Your dog’s breed can affect how susceptible they are to frostbite. Cold weather breeds, such as huskies and malamutes, are less prone to getting frostbite. However, they can still get it as the bottoms of their paws have less fur than their bodies. In addition, the time your dog spends out in the cold can cause frostbite. If left untreated, frostbite can turn into hypothermia.
Hypothermia is when an animal’s body temperature drops drastically. This is almost always caused by cold weather. Hypothermia slows the heart rate and breathing which can cause other health problems as well.
Hypothermia can be caused by frostbite in pets whose paws are not protected. Hypothermia can also cause frostbite. Dogs are at risk for hypothermia if exposed to temperatures of 20 degrees Fahrenheit or less.
Causes of Frostbite
When cold temperatures threaten, blood vessels constrict and narrow. They do this to preserve core temperature. Unfortunately, it leaves the toes (or paws) and other outer parts unprotected. The tissue freezes in these areas and causes damage.
The longer a dog is out in the cold the more affected they will be by the temperature. Frostbite can turn to hypothermia very quickly.

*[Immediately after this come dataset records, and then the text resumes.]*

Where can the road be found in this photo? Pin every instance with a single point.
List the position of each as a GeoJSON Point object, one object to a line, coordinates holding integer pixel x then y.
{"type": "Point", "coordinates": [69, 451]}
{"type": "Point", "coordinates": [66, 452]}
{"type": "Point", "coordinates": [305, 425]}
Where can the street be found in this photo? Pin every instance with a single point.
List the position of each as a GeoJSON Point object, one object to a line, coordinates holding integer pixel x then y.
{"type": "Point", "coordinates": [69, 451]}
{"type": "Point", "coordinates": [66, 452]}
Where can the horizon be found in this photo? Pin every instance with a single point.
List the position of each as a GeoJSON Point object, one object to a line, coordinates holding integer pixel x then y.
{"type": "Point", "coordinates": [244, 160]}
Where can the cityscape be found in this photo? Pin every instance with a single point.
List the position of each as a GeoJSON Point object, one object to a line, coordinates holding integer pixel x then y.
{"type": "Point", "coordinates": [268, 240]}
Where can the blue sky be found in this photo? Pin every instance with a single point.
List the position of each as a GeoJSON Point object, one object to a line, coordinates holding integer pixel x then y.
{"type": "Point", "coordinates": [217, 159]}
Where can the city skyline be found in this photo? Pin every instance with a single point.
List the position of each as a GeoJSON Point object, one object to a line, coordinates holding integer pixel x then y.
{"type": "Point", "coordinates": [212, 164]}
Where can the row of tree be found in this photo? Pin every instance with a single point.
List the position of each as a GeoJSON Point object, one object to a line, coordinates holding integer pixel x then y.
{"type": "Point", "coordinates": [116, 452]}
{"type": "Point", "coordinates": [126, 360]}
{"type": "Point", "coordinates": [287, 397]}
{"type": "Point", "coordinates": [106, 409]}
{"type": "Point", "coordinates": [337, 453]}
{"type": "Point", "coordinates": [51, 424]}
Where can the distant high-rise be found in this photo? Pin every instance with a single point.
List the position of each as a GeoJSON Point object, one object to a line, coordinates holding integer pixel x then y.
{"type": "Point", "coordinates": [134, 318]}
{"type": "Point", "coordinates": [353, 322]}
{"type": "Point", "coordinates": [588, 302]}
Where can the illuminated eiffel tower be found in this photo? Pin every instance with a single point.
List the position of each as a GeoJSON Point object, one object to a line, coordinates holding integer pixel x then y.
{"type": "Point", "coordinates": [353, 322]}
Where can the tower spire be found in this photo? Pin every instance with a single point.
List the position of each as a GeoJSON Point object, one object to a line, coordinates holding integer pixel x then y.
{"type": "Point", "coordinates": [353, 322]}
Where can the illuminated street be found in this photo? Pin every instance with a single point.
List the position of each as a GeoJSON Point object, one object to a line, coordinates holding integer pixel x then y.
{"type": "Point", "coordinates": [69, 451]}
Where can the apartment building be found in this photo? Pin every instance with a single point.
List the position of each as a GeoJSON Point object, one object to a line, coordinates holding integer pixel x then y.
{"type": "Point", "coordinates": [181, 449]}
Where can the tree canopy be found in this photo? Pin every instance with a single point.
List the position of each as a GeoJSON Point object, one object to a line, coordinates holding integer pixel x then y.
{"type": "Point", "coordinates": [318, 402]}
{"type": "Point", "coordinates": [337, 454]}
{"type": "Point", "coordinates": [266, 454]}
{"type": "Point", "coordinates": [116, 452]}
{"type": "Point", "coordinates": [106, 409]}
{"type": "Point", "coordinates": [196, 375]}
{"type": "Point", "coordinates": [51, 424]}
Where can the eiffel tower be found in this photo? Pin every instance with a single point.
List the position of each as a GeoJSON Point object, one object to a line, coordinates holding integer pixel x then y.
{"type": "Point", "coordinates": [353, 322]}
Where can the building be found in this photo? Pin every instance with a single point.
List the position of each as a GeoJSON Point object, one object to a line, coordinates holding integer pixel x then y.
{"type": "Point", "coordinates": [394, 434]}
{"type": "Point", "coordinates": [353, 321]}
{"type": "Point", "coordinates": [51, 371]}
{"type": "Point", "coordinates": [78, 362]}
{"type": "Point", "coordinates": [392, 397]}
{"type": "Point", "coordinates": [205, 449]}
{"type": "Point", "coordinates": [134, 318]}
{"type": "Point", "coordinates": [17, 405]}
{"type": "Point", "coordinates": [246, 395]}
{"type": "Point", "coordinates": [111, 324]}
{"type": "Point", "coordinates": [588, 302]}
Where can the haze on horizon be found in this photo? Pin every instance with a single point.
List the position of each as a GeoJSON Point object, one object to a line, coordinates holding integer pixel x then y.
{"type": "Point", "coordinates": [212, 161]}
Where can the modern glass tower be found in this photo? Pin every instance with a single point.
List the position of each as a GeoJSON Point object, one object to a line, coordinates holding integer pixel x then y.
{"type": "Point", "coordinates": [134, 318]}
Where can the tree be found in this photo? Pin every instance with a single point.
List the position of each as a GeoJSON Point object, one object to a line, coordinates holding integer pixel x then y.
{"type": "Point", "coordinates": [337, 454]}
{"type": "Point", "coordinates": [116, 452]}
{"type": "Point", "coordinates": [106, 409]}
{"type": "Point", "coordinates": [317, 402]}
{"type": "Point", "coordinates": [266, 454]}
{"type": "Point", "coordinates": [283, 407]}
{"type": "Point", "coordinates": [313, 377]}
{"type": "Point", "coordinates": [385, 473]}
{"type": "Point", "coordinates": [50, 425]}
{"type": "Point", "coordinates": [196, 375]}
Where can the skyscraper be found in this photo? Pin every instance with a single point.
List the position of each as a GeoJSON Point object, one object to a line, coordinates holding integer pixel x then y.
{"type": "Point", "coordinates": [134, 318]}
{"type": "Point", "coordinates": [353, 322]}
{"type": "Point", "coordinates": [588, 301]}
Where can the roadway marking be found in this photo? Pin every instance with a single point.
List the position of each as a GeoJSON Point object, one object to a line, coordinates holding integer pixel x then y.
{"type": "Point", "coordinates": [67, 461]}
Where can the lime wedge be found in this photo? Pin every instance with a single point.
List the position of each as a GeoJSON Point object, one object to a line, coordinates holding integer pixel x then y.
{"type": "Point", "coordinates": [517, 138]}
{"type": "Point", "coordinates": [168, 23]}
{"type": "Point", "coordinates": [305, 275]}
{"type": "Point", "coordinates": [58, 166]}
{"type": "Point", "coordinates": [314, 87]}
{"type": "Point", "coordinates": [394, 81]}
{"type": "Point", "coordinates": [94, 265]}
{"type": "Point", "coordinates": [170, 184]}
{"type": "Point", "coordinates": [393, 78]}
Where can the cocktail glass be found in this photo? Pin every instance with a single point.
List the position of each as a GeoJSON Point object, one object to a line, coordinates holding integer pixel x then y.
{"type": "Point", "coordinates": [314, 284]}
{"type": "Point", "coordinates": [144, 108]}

The most vulnerable parts of your dog are:
Small dogs, short haired dogs, puppies, and senior dogs are more vulnerable than large adult dogs. Dogs with diabetes, heart disease, and other conditions that reduce blood flow are more susceptible to frostbite.
Symptoms of Frostbite in Dogs
Signs of frostbite include:
- Pain when the body part is touched
- Blisters or skin ulcers
- Areas of blackened or dead skin
- Swelling of the affected areas
- Discoloration of the affected areas
- Coldness or brittleness of affected areas
The treatment for both dog frostbite and hypothermia begins with warmth. You need to immediately try to warm up your pet.
- Build a fire in the fireplace or turn up the heat in your house
- Wrap your pet in blankets and hold them
- If they are wet, get them dry as quickly as you can
- You can use warm water bottles to help raise the temperature as well
If their temperature does not improve, they need to be taken to the nearest emergency veterinarian for assistance.
If your dog has frostbite, don’t do the following:
- Rub or massage the area
- Use a hair dryer or other heating tool
- Heat a frostbitten area if you are still outside
Preventing frostbite is an important step. To prevent frostbite, you can:
- Put booties on your dog’s paws when they go outside
- Make trips outside quick
- Do not leave your dog outside for long periods of time
- Do not leave your dog unattended outside
- Check your dog when you get back inside for symptoms of frostbite
You Can Protect Your Dog from Frostbite
Whether you live in a cold area or are visiting a cold area, make sure to follow the prevention steps as much as possible. If your dog gets frostbite, get inside, and treat them immediately. Hopefully you understand frostbite better and feel ready to protect your dog during the cold winter months.